Cancer should be a beautiful thing. It rhymes with Dancer and Prancer—happy reindeer. It rhymes with romancer. My dog, Chancer. And though it also rhymes with answer, I have nothing but questions.
When I was first diagnosed, I did not look on the Internet for information except for the one time I saw that the median survival was ten to fifteen years. I've spoken about it on Facebook. I mention it in conversation. I use it, sometimes, to explain my tears over simple things like getting an IV stick before a colonoscopy.

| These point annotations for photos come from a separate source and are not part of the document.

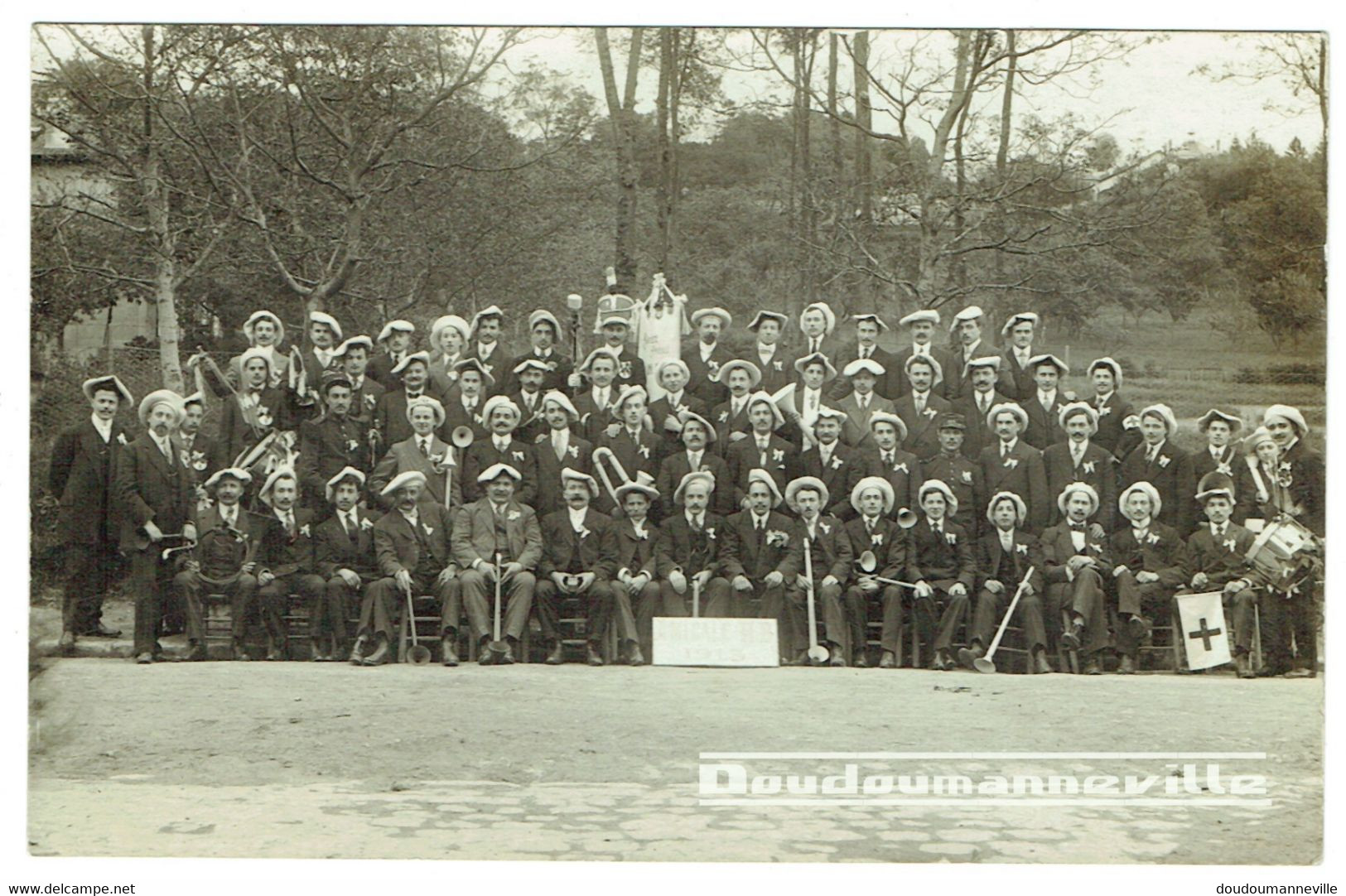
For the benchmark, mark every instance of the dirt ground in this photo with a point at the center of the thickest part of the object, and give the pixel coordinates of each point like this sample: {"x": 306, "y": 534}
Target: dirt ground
{"x": 533, "y": 762}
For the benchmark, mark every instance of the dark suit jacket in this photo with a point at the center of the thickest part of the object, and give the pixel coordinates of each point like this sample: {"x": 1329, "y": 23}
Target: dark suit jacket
{"x": 1023, "y": 474}
{"x": 570, "y": 552}
{"x": 398, "y": 548}
{"x": 81, "y": 476}
{"x": 148, "y": 486}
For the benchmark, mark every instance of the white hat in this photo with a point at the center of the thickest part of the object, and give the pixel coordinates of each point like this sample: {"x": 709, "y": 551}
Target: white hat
{"x": 319, "y": 316}
{"x": 794, "y": 486}
{"x": 405, "y": 325}
{"x": 263, "y": 315}
{"x": 874, "y": 482}
{"x": 111, "y": 381}
{"x": 426, "y": 401}
{"x": 403, "y": 479}
{"x": 1146, "y": 489}
{"x": 348, "y": 473}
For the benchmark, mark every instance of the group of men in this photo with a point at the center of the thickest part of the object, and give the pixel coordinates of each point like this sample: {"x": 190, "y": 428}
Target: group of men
{"x": 925, "y": 486}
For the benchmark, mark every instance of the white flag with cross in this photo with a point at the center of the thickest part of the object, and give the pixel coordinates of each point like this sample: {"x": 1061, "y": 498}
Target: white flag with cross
{"x": 1204, "y": 630}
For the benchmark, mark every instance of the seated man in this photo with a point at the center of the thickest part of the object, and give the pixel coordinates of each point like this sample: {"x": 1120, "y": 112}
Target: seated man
{"x": 635, "y": 562}
{"x": 344, "y": 556}
{"x": 941, "y": 566}
{"x": 577, "y": 557}
{"x": 1076, "y": 562}
{"x": 829, "y": 556}
{"x": 1217, "y": 557}
{"x": 1005, "y": 556}
{"x": 1150, "y": 560}
{"x": 411, "y": 542}
{"x": 874, "y": 530}
{"x": 222, "y": 562}
{"x": 286, "y": 561}
{"x": 497, "y": 529}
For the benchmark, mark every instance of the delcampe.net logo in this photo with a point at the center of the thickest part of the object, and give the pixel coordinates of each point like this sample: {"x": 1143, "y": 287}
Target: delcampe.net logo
{"x": 982, "y": 778}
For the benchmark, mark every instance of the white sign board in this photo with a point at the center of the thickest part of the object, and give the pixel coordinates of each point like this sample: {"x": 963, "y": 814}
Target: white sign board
{"x": 715, "y": 642}
{"x": 1204, "y": 630}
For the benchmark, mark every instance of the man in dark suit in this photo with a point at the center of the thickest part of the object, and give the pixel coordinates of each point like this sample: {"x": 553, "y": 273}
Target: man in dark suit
{"x": 579, "y": 548}
{"x": 412, "y": 548}
{"x": 921, "y": 405}
{"x": 154, "y": 497}
{"x": 876, "y": 530}
{"x": 499, "y": 529}
{"x": 1012, "y": 465}
{"x": 84, "y": 462}
{"x": 1005, "y": 556}
{"x": 344, "y": 556}
{"x": 1078, "y": 459}
{"x": 704, "y": 358}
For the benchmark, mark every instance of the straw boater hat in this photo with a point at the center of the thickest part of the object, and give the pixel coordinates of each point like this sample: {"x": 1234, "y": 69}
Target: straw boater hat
{"x": 700, "y": 475}
{"x": 765, "y": 478}
{"x": 393, "y": 325}
{"x": 426, "y": 401}
{"x": 403, "y": 479}
{"x": 348, "y": 473}
{"x": 162, "y": 397}
{"x": 1148, "y": 491}
{"x": 251, "y": 325}
{"x": 874, "y": 482}
{"x": 112, "y": 383}
{"x": 1020, "y": 510}
{"x": 1083, "y": 489}
{"x": 794, "y": 486}
{"x": 319, "y": 316}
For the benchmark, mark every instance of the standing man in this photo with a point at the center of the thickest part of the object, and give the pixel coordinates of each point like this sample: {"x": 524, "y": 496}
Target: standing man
{"x": 154, "y": 498}
{"x": 84, "y": 465}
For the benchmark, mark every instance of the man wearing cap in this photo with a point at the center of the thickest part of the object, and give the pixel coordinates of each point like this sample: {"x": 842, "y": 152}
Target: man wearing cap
{"x": 1163, "y": 465}
{"x": 396, "y": 340}
{"x": 867, "y": 329}
{"x": 224, "y": 562}
{"x": 832, "y": 463}
{"x": 412, "y": 549}
{"x": 331, "y": 441}
{"x": 1077, "y": 459}
{"x": 344, "y": 557}
{"x": 775, "y": 364}
{"x": 1151, "y": 561}
{"x": 426, "y": 452}
{"x": 84, "y": 465}
{"x": 1012, "y": 465}
{"x": 874, "y": 530}
{"x": 556, "y": 448}
{"x": 863, "y": 402}
{"x": 1016, "y": 369}
{"x": 979, "y": 397}
{"x": 579, "y": 549}
{"x": 1077, "y": 568}
{"x": 1119, "y": 426}
{"x": 696, "y": 455}
{"x": 501, "y": 447}
{"x": 921, "y": 330}
{"x": 286, "y": 564}
{"x": 1005, "y": 556}
{"x": 962, "y": 476}
{"x": 497, "y": 529}
{"x": 829, "y": 557}
{"x": 152, "y": 497}
{"x": 921, "y": 404}
{"x": 762, "y": 450}
{"x": 704, "y": 358}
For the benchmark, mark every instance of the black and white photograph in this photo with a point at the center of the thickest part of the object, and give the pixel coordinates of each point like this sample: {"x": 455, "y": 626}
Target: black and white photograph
{"x": 673, "y": 443}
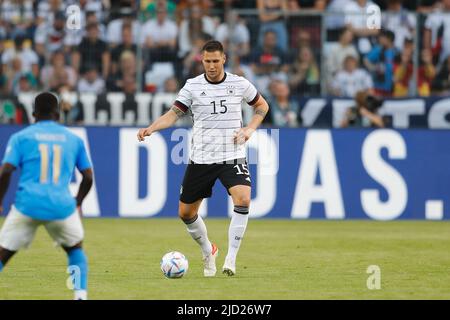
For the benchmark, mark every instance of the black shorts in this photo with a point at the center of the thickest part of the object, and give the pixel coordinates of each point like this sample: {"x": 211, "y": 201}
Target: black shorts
{"x": 199, "y": 179}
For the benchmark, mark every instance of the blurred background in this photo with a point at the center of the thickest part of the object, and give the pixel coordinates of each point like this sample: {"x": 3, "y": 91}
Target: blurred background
{"x": 292, "y": 50}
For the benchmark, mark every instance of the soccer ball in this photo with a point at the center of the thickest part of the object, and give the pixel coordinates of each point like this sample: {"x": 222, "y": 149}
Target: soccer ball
{"x": 174, "y": 265}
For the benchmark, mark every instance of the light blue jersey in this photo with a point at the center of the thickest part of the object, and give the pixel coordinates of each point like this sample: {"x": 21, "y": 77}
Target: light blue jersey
{"x": 47, "y": 154}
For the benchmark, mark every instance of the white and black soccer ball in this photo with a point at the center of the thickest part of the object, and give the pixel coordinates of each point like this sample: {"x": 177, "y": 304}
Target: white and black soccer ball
{"x": 174, "y": 265}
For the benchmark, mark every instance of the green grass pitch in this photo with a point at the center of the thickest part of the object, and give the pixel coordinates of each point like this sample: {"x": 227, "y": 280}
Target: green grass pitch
{"x": 279, "y": 259}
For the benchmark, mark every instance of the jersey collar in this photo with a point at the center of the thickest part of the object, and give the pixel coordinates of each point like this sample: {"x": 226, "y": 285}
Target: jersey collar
{"x": 223, "y": 79}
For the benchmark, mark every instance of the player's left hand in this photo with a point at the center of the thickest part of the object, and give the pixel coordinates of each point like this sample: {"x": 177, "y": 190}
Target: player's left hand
{"x": 242, "y": 135}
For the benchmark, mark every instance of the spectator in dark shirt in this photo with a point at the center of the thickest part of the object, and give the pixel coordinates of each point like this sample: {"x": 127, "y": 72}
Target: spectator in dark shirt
{"x": 126, "y": 45}
{"x": 92, "y": 51}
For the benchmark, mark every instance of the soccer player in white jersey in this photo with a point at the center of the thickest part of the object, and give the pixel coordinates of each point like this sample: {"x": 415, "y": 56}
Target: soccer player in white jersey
{"x": 218, "y": 149}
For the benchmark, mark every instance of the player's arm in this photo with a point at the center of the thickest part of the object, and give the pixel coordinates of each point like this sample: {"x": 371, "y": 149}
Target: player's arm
{"x": 5, "y": 176}
{"x": 85, "y": 186}
{"x": 165, "y": 121}
{"x": 260, "y": 108}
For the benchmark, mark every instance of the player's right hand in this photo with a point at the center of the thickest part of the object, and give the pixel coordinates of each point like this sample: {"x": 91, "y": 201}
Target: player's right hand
{"x": 143, "y": 133}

And everywhere I say it, someone tells me his uncle or her grandmother—or, as in the case of the nurse nervously spilling my blood in her second attempt at an IV stick, her daughter—has lymphoma, and he/she has never been treated or is ninety-five or is in remission or is under the care of my own doctor.
Today, I am awaiting the results of my endoscopy/colonoscopy biopsies. Next week, I will have my bone marrow tested. Because I have a stomachache, I will need some sort of treatment, most likely with an antigen—a four-hour weekly infusion. It is not supposed to have side effects, according to my doctor, but it does. (He also says the bone marrow test doesn't hurt, but having Novocaine injected on either side of your spine, then more into your bones, then having the marrow extracted is likely more unpleasant than most things I can think of. So I try not to think of it.)
I am grateful to have had some good care at Good Samaritan Hospital, where I went not for the primary symptom of a stomachache but for a prescription for Nitroglycerine, in case I ever get another episode of the family curse: a spastic esophagus. Before I was to leave the hospital that day in March, the doctor examined me and feared I had appendicitis. I was in tears because I was just about to take my daughter to see Bob Schneider in concert for her first time. The results—nothing wrong in my organs but enlarged lymph nodes that would need to be rescanned in six weeks—weren't particularly scary. Food poisoning or a virus seemed reasonable; lymphoma did not. Nearly all of these discoveries of lymphoma (lymmmm-phooooo-muhhhhhh, lymphoma, cancer) are accidental.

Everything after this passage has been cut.